I've been looking around at formulae for determinants (using them for tensor densities) and I just want to clarify that the expression below is correct (i.e. formulae are correct):
$$|M| = \sum^n_{a_1,a_2, \ldots ,a_n = 1} \epsilon_{a_1a_2 \ldots a_n} M_{1a_1}M_{2a_2} \ldots M_{na_n} = \sum^n_{a_1,a_2, \ldots ,a_n = 1} \epsilon_{a_1a_2 \ldots a_n} M_{a_11}M_{a_22} \ldots M_{a_nn}$$
The reason I ask is that the second formulae lends itself to Einstein notation:
$$|M| = \epsilon_{a_1a_2 \ldots a_n} M^{a_1}{}_1M^{a_2}{}_2 \ldots M^{a_n}{}_n$$

As an aside question, is this correct in the sense that there are unmatched indices on each side of the equation?

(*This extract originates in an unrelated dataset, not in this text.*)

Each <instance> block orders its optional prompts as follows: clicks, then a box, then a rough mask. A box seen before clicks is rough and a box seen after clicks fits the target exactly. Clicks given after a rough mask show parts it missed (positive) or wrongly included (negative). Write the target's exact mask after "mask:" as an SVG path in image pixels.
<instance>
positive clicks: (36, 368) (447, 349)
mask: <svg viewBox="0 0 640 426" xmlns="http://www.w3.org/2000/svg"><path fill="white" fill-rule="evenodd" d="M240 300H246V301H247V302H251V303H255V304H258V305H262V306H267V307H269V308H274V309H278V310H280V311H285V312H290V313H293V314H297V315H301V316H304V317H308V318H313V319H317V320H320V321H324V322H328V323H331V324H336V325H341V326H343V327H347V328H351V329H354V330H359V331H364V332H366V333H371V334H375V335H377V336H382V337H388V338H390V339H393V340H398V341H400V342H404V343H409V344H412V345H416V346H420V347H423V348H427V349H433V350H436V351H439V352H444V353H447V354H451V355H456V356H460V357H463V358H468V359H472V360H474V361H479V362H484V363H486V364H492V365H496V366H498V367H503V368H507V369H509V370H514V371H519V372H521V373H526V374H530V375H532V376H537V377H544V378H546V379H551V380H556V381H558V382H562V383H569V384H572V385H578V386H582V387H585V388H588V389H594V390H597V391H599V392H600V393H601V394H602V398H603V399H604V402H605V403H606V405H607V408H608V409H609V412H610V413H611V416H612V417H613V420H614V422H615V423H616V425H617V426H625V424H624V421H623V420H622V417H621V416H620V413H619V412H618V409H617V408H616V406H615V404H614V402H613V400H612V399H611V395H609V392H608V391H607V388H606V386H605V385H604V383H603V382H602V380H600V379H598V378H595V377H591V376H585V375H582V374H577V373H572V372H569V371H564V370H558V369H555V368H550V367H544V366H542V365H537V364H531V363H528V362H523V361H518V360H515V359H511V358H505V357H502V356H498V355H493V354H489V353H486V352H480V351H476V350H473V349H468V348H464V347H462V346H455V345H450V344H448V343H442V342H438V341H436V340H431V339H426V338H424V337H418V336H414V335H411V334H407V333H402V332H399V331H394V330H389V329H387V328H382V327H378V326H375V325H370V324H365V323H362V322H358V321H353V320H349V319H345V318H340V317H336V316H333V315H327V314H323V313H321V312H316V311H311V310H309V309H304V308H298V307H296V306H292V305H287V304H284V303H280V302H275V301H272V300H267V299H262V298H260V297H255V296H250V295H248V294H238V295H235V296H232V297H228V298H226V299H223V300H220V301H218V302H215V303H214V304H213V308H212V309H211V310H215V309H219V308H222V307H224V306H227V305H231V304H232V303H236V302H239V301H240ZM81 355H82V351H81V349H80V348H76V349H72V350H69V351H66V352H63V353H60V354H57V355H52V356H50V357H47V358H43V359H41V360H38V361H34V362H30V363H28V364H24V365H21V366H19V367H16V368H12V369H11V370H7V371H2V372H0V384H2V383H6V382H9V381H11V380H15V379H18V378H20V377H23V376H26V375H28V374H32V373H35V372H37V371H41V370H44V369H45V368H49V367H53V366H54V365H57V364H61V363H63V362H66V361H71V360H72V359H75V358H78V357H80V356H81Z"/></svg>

I have found the following formula which seems to correct this:
$$\epsilon_{b_1b_2 \ldots b_n}|M| = \epsilon_{a_1a_2 \ldots a_n} M^{a_1}{}_{b_1}M^{a_2}{}_{b_2} \ldots M^{a_n}{}_{b_n}$$
I think they are both correct...?

Cheers

2. Jul 10, 2012

Ben Niehoff

Try

$$|M| = \frac{1}{n!} \varepsilon^{b_1 \ldots b_n} \varepsilon_{a_1 \ldots a_n} M^{a_1}{}_{b_1} \ldots M^{a_n}{}_{b_n}$$

3. Jul 10, 2012

ianhoolihan

OK, that's good. Putting $\epsilon_{b_1 \ldots b_n}$ on both sides gives my final formula.

Also, according to http://en.wikipedia.org/wiki/Levi-Civita_symbol#Determinants does this not imply that my second formula is equivalent to yours?